Democrats succeeded in using the reconciliation process to pass a $1.9 trillion COVID-19 relief law earlier this year. In past years, Senate parliamentarians have said lawmakers get only one chance to pass a revenue and spending package per budget resolution, unless they separate the revenue and spending pieces into separate bills.
Lawmakers can also use reconciliation to raise the statutory debt limit, which will become necessary later this year.
The novel use of Section 304 would require Democrats to adopt an amended fiscal 2021 budget resolution, which would mean another exhausting "vote-a-rama" on the Senate floor.
But it could allow them to potentially employ the Biden administration's strategy of breaking up their infrastructure plans into two — one focused on the plan Biden rolled out last week, and a second focused on education, health care and child care. The second package could theoretically travel via the fiscal 2022 reconciliation process, if the parliamentarian's decision allows for that.

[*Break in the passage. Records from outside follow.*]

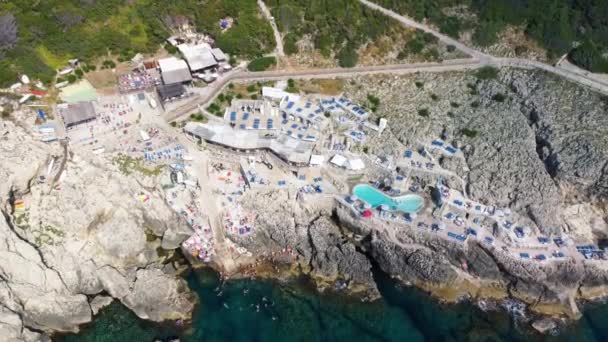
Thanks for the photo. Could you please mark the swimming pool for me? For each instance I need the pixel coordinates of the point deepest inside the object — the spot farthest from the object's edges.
(406, 203)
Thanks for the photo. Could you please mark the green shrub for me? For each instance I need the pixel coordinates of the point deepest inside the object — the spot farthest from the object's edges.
(261, 64)
(290, 44)
(375, 101)
(347, 57)
(499, 97)
(472, 89)
(214, 107)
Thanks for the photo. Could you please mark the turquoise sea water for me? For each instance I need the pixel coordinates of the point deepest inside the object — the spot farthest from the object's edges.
(406, 203)
(249, 310)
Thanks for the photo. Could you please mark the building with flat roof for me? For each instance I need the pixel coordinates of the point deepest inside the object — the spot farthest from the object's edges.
(174, 70)
(293, 151)
(74, 114)
(199, 57)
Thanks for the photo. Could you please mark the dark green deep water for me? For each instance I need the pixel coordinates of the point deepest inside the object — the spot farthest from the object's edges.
(250, 310)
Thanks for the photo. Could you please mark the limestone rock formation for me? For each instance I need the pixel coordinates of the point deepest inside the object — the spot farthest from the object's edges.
(72, 227)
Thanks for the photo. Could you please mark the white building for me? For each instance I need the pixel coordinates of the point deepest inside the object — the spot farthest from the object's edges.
(174, 70)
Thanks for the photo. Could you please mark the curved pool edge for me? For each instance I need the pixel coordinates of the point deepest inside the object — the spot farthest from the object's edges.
(395, 203)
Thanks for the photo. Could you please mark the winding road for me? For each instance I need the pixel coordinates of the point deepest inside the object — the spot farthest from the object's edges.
(478, 59)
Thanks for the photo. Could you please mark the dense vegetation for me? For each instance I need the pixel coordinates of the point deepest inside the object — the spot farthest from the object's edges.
(337, 27)
(578, 27)
(38, 37)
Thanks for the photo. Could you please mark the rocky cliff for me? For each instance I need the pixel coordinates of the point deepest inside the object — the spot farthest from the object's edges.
(78, 231)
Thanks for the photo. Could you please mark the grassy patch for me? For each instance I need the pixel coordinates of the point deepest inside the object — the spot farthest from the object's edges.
(51, 59)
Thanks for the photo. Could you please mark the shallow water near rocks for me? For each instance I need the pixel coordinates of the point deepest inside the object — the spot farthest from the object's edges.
(260, 310)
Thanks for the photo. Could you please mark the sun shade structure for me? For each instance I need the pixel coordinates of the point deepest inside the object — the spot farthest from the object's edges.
(338, 160)
(174, 70)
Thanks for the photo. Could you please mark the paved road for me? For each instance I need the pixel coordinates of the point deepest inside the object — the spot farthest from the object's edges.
(478, 60)
(244, 76)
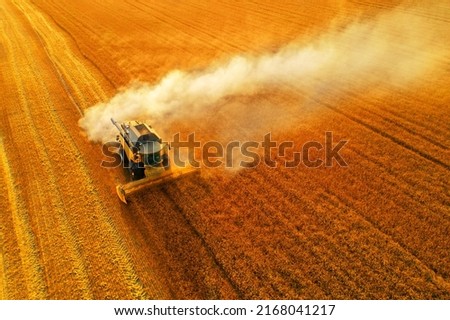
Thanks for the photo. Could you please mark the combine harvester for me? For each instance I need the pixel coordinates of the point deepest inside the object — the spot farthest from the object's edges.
(147, 158)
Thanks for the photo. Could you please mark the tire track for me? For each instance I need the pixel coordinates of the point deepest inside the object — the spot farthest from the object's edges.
(44, 109)
(29, 253)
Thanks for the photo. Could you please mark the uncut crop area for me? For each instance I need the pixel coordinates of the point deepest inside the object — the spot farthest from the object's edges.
(375, 74)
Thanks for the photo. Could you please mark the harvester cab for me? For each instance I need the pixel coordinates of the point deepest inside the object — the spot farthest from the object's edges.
(146, 156)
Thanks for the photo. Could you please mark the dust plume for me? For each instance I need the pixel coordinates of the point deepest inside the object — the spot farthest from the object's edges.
(394, 48)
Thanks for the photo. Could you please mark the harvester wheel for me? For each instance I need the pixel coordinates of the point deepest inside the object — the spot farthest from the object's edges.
(124, 157)
(137, 173)
(166, 162)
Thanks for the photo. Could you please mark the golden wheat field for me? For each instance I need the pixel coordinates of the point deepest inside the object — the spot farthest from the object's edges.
(378, 228)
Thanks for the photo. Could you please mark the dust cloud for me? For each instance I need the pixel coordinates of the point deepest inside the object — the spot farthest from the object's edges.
(394, 48)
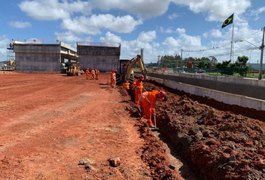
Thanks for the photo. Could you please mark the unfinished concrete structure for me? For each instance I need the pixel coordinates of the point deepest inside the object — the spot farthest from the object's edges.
(104, 58)
(34, 57)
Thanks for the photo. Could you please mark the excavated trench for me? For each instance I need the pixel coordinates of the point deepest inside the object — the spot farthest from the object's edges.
(215, 140)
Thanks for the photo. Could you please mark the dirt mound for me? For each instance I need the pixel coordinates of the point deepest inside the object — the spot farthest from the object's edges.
(218, 144)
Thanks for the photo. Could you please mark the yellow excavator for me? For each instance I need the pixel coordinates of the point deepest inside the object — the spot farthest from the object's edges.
(127, 71)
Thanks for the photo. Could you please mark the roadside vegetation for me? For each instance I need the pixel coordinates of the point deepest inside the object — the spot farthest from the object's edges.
(209, 65)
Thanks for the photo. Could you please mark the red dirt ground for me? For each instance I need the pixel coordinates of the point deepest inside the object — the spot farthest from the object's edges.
(57, 127)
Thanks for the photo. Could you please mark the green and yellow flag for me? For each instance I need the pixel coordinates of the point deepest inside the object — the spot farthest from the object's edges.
(228, 21)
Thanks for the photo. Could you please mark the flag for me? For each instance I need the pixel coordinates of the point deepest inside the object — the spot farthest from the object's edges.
(228, 21)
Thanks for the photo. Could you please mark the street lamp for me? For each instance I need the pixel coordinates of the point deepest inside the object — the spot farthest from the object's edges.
(242, 40)
(261, 56)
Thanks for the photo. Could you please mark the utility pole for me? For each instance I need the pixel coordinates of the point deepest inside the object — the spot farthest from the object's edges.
(261, 54)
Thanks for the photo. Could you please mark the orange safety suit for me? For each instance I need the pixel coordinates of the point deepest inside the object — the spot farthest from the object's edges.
(113, 79)
(87, 73)
(147, 104)
(93, 73)
(97, 74)
(138, 90)
(126, 85)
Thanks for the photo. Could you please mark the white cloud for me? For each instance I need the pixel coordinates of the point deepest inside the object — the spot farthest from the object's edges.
(53, 9)
(173, 16)
(257, 12)
(146, 37)
(93, 25)
(215, 33)
(217, 10)
(141, 8)
(111, 39)
(68, 37)
(20, 24)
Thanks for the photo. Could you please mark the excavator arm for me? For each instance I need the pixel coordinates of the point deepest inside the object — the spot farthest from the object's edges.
(131, 65)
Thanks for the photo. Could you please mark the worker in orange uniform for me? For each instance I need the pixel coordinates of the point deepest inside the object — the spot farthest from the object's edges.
(87, 73)
(147, 104)
(126, 85)
(113, 79)
(93, 73)
(138, 89)
(97, 74)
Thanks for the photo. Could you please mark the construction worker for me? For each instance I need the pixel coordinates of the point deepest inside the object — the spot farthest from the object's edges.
(113, 79)
(147, 104)
(138, 89)
(97, 74)
(87, 73)
(93, 73)
(126, 85)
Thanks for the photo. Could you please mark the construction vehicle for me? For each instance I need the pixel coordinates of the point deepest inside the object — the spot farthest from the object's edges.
(73, 68)
(127, 71)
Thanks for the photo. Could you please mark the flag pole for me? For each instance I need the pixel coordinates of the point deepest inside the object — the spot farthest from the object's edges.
(232, 44)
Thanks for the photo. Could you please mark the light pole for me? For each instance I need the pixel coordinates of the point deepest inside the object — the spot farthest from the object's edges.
(261, 54)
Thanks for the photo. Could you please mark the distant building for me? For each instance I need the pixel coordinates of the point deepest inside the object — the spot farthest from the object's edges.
(256, 66)
(104, 58)
(38, 57)
(34, 57)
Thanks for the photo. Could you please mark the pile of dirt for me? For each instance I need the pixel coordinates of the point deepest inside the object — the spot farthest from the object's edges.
(217, 144)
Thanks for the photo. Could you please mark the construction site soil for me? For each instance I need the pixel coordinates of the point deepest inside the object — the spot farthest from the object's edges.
(53, 126)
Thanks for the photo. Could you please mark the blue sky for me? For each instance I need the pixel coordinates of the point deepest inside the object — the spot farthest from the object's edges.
(160, 27)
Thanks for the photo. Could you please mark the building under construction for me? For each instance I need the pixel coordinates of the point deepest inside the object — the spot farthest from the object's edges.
(32, 57)
(104, 58)
(37, 57)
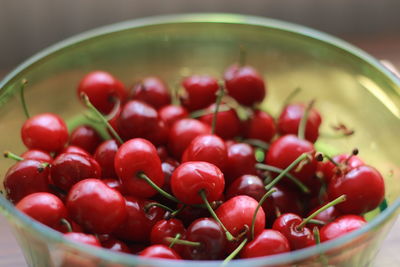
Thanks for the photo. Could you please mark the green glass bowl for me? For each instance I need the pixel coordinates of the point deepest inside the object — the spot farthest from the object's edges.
(350, 87)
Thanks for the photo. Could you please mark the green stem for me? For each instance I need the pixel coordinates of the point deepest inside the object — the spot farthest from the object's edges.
(88, 104)
(338, 200)
(262, 200)
(143, 176)
(203, 196)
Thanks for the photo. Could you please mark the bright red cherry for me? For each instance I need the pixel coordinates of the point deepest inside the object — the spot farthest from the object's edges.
(190, 178)
(134, 157)
(43, 207)
(85, 137)
(103, 90)
(341, 226)
(153, 91)
(95, 206)
(289, 121)
(46, 131)
(268, 242)
(26, 177)
(245, 84)
(363, 186)
(200, 91)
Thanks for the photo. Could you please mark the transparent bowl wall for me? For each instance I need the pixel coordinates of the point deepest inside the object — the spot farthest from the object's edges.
(348, 85)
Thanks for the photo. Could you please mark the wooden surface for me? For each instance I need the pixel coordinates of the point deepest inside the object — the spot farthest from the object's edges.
(383, 47)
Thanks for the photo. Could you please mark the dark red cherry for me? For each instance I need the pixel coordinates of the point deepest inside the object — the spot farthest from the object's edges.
(182, 133)
(341, 226)
(26, 177)
(46, 131)
(153, 91)
(45, 208)
(190, 178)
(245, 85)
(103, 90)
(200, 91)
(134, 157)
(85, 137)
(69, 168)
(268, 242)
(95, 206)
(289, 121)
(363, 186)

But MacDonough's opinion was cursory and left some questions unanswered.
Schumer and other Democrats had argued to use the provision to pass additional reconciliation measures under a revised fiscal 2021 budget blueprint, for instance, rather than having to wait and use the procedure twice during the fiscal 2022 cycle. Monday's ruling doesn't specify whether use of an amended fiscal 2021 budget would be allowed for that purpose, a GOP aide pointed out.
Some budget experts also wonder whether the revised budget resolution can only be used to raise the debt limit, since the previous pandemic-focused reconciliation bill included spending and tax components. The GOP aide noted the parliamentarian's opinion doesn't say anything about whether it's OK to use Section 304 to pass an infrastructure package, for instance.
Goodman said in the statement that “while no decisions have been made on a legislative path forward” or whether to use a second revised budget resolution, MacDonough's ruling "is an important step forward that this key pathway is available to Democrats if needed.”
Biden's proposals would be financed in part by tax increases, including several provisions rolling back tax cuts enacted in 2017 under GOP control of the White House and Congress — also done through reconciliation.
On Monday, Senate Minority Leader Mitch McConnell said at an event in his home state of Kentucky that the infrastructure plans were likely a nonstarter on his side of the aisle.
"At the heart of the bill being described as an infrastructure bill is a complete reversal of the tax reductions that we made in 2017, not just for businesses but for individuals as well, which jumpstarted our economy," McConnell said. "So I can't imagine myself, if that's the package — a bunch of more borrowed money plus undoing the tax relief that drove our economy to a 50-year high — I can't imagine that's going to be very appealing to many Republicans."
Lindsey McPherson contributed to this report.